Wednesday, July 02, 2008

Abundance

I picked these roses--mostly gallicas mixed with damasks and albas the last of my Shailer's Provence. They are displayed for the present in a bundt cake pan. It presents the flowers very nicely, I discovered.



I'm harvesting the crop very liberally, buds and all, as I'm so seldom here at the Lodge. I'll take today's pickings to the lake with me, along with some purple-blue early lavender spikes and perennial sweet peas.

Rose of the Day: Maiden's Blush. A damask rose from the 15th century of earlier. Her first bloom typically opens on my husband's birthday--yesterday--and this year her timing was perfect. Palest pink, and her French name Cuisse de Nymphe was regarded as too scandalously suggestive by the Victorians, who re-christened her with the name commonly used today.



Banshee is a strange rose whose claim to fame is the ability to mimic Maiden's Blush in form and fragrance. It's not as evident in this particular photo as usual.



Mutabilis is an interesting China rose. The flowers range in colour from the honey-yellow shown here to an orange and a pinky-purple. At the moment, the range is limited. I dead-headed the pink blossoms.



On Sunday evening I took the Chap to an early birthday dinner at the Mexican place in Wolfeboro--we each had a different molé dish, both excellent, and the awesome prepared-fresh-at-your-table quacamole. The dogs went with us in the car, in which we left them as we dined, and behaved beautifully. That night we had some powerful thunderstorms.

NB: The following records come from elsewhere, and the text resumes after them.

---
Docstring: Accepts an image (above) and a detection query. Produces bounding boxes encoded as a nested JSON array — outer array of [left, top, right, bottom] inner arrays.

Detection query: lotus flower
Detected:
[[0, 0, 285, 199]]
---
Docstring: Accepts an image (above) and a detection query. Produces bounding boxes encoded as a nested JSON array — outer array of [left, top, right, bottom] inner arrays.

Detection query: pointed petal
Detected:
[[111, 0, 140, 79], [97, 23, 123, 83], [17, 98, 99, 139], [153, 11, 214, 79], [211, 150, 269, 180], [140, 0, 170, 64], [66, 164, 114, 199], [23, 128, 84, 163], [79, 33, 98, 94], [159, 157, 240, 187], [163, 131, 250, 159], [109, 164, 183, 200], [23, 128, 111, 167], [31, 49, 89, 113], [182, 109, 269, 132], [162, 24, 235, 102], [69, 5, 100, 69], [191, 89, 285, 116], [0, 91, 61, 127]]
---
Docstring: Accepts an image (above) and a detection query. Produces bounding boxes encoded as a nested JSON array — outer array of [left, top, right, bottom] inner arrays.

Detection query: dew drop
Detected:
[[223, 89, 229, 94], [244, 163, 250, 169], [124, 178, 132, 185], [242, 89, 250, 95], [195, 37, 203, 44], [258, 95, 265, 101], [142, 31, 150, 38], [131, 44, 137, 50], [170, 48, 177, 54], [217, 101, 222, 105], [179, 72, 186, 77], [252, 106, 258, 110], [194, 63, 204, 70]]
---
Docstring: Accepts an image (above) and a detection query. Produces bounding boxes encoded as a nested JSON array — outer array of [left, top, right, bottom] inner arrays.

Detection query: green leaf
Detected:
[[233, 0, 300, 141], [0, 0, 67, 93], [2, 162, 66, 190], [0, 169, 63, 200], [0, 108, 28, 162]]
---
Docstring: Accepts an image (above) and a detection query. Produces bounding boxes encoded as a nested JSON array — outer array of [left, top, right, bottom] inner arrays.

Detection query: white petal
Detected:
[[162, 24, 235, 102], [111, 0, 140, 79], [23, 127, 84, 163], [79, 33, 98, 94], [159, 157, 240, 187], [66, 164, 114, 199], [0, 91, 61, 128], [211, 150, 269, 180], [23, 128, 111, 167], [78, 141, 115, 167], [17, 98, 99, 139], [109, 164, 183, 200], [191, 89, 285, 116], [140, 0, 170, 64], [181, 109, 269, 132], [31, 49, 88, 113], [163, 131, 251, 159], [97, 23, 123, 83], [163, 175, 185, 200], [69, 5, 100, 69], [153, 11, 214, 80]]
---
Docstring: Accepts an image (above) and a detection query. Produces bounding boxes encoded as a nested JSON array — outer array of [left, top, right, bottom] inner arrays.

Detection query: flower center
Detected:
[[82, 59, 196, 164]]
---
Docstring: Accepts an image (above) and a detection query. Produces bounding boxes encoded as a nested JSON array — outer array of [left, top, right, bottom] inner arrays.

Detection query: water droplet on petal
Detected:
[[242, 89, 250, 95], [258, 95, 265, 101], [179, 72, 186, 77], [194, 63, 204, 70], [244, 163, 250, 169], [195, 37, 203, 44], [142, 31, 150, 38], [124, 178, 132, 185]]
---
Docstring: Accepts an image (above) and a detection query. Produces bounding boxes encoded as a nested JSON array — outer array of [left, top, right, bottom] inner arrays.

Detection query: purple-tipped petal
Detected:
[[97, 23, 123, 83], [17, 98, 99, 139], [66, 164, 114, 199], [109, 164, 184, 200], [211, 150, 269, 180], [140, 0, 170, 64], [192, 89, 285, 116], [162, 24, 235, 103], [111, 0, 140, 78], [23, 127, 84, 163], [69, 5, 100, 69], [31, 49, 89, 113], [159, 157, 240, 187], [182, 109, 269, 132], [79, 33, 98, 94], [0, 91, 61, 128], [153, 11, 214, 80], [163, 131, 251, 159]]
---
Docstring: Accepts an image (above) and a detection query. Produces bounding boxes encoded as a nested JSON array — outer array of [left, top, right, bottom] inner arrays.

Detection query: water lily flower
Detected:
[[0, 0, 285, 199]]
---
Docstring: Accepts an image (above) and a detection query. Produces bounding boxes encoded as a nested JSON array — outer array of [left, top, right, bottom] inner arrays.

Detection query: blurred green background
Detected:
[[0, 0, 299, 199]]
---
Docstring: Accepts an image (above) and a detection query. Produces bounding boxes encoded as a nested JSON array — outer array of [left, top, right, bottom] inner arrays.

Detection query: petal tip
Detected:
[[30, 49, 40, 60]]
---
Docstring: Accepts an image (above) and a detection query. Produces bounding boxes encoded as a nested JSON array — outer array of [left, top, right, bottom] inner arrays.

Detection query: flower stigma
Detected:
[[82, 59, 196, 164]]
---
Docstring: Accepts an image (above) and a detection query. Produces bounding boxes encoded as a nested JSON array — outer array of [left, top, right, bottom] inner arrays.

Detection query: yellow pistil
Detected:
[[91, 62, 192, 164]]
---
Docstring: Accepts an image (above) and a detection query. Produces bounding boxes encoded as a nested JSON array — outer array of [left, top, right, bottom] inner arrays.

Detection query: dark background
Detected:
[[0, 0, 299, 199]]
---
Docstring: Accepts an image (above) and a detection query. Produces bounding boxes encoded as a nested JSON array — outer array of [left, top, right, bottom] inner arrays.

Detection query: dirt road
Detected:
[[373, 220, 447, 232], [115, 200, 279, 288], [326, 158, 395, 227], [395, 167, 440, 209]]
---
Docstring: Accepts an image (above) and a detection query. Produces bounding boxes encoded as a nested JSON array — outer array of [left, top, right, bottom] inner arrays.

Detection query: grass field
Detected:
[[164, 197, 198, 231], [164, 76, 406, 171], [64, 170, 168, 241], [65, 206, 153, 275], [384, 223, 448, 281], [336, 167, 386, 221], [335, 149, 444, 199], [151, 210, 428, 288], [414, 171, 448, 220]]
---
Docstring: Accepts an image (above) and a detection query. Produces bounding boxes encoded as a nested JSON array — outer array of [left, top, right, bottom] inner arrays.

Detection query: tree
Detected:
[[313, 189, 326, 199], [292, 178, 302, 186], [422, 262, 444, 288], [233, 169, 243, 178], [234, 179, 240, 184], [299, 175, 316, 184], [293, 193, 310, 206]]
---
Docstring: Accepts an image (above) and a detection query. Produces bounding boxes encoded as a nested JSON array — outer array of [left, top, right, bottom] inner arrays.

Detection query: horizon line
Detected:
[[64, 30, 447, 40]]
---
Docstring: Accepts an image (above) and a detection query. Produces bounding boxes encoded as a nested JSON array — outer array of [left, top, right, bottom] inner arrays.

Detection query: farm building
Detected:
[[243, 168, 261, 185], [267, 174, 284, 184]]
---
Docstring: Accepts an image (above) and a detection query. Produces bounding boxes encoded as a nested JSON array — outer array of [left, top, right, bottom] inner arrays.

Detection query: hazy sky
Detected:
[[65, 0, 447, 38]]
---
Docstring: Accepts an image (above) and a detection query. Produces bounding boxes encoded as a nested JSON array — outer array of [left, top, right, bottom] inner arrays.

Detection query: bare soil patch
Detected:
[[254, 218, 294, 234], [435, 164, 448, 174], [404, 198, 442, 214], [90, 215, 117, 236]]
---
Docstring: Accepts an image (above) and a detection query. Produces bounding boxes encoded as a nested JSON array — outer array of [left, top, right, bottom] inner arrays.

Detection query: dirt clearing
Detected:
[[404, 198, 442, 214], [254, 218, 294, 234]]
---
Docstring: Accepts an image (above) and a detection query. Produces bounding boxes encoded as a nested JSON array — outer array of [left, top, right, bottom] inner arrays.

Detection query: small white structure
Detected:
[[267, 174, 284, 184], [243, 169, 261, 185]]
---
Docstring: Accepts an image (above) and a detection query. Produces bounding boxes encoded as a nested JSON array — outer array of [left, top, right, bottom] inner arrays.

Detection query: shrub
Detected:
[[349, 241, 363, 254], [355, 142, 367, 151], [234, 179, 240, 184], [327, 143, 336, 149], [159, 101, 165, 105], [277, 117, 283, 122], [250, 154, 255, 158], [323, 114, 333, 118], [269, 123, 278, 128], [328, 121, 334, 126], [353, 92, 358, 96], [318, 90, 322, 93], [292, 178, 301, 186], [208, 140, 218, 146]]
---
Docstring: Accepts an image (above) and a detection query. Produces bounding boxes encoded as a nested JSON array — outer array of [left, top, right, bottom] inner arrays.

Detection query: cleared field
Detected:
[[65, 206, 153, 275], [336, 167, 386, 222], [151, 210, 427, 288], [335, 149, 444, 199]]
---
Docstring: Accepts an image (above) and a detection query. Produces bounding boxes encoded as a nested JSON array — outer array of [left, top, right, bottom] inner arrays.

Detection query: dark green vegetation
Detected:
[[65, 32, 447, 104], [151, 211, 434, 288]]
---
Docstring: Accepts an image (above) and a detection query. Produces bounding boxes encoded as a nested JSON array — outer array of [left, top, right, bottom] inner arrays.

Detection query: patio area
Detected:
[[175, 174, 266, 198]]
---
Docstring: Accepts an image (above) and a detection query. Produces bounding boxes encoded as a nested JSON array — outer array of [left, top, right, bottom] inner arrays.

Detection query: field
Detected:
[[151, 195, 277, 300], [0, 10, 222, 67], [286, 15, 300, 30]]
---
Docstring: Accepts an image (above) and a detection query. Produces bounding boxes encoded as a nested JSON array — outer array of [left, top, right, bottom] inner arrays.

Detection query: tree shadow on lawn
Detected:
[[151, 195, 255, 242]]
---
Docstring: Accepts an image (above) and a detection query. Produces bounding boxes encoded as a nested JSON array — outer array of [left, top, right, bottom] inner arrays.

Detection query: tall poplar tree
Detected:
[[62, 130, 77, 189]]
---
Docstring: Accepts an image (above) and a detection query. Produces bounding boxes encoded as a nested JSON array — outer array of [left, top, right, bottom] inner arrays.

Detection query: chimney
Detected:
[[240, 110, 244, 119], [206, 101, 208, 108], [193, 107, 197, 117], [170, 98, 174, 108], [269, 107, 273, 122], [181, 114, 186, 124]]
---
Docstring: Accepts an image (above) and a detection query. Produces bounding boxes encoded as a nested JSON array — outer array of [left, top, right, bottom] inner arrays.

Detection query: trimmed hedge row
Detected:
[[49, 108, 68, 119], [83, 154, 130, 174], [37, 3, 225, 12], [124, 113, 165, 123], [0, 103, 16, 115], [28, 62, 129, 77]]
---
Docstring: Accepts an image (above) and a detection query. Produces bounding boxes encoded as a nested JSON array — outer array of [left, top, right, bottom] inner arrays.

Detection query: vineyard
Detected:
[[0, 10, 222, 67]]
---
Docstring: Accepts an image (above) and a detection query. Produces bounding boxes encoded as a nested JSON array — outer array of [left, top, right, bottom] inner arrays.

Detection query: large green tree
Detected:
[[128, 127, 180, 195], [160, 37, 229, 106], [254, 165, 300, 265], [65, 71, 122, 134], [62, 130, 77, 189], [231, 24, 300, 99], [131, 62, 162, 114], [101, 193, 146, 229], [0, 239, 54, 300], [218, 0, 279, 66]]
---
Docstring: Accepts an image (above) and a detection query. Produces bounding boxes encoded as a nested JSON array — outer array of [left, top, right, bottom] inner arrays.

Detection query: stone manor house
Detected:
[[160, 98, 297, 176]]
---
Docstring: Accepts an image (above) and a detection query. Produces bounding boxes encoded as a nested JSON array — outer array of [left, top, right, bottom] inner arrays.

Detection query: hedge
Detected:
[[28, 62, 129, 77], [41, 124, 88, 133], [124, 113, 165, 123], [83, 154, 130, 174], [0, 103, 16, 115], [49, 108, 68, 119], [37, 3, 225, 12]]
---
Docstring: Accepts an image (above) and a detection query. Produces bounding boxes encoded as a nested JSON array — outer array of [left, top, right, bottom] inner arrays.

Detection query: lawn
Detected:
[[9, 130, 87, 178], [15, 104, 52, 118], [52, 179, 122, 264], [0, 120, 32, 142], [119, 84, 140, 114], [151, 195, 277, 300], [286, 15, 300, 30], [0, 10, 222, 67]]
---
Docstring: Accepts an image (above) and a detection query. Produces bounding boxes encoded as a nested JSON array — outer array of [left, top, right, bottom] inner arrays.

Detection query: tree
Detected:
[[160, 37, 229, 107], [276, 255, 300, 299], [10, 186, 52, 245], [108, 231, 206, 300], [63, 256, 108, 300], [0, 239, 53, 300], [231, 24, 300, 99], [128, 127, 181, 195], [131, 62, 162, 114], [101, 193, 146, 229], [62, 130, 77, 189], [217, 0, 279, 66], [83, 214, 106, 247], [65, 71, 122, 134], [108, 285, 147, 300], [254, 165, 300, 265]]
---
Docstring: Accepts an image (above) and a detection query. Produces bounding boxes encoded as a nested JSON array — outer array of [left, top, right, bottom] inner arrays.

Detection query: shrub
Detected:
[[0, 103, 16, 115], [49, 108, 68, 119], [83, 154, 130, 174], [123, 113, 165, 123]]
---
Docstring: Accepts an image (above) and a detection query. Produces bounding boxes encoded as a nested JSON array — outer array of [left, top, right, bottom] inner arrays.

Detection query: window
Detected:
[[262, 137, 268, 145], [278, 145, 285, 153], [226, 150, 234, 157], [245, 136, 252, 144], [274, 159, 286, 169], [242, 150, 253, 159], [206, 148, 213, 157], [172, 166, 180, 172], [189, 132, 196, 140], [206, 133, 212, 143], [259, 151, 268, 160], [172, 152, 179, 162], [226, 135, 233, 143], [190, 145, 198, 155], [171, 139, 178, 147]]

The Chap left us on Monday afternoon. I was writing.

Yesterday--the Birthday--I dropped the girls at the Lodge in the morning and made my way to my mandolin lesson in town. I got a preview of the next tune I'll be learning, my first Turlough O'Carolan piece. I'm very excited! Ran some errands. Then the Man of the Day and I had a celebratory seafood dinner at the big restaurant near his office where you eat for free on your birthday.

This morning I dead-headed roses. Their foliage has been attached by nasty green worms and the flowers battered by the very heavy rains we've had. I won't even mention the weeds. I strongly suspect the weeds would be running rampant even if I were in residence at the Lodge more than I have been....

I'm returning to the lake this afternoon with some fresh reading material and a printout of a portion of my (incomplete) manuscript and its synopsis for editing. And the girls. And lots of food for the holiday. And an abundance of flowers.